Lucy checked her available EP and saw that she had 12.

Well, she sighed, that’s disappointing.

As strong as the massive arm looked, it seemed like it would be completely unwieldy on her current body.

One day, she decided. Or sooner, if I can find a way to tinker with the code and make it smaller. Until then, my plan is the same.

As the others began to wake from their long and peaceful sleep, Lucy prepared to hunt.

Checking in with her internal state, she confirmed once more that her health and energy were full, and that her fungal vacuole was ready to pump out its payload of destructive enzymes.

With a quiet stream of molecules she told Sam and Rikorlak where she was going, and when she should be back.

Rikorlak mumbled a response, and Lucy was tempted to ask one of them to come watch her back. That had been the whole point of being in a group, after all.

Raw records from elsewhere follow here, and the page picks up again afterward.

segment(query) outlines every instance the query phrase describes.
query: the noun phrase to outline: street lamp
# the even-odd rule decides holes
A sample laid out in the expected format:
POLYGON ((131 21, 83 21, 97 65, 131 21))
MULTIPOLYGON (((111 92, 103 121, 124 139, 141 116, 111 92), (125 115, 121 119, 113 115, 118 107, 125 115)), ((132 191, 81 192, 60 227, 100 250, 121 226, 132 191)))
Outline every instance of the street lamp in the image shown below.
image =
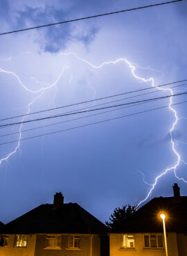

But as she neared the entrance of the cave and once more felt the current tugging gently at her cilia, she decided that this time, at least, she would go alone. The silence hung heavy in the water once more, and she let it close around her like a curtain, smooth and undisturbed.

The sphere of illumination provided by her Awareness was small, a tiny bubble of near-light intruding on the expanse of dark sea and stone around her.

But for now, it was enough.

And in time, it would grow.

With a jagged spike in one hand and the other free and ready, Lucy pushed off the stone with her flagellum, and swam out into the current.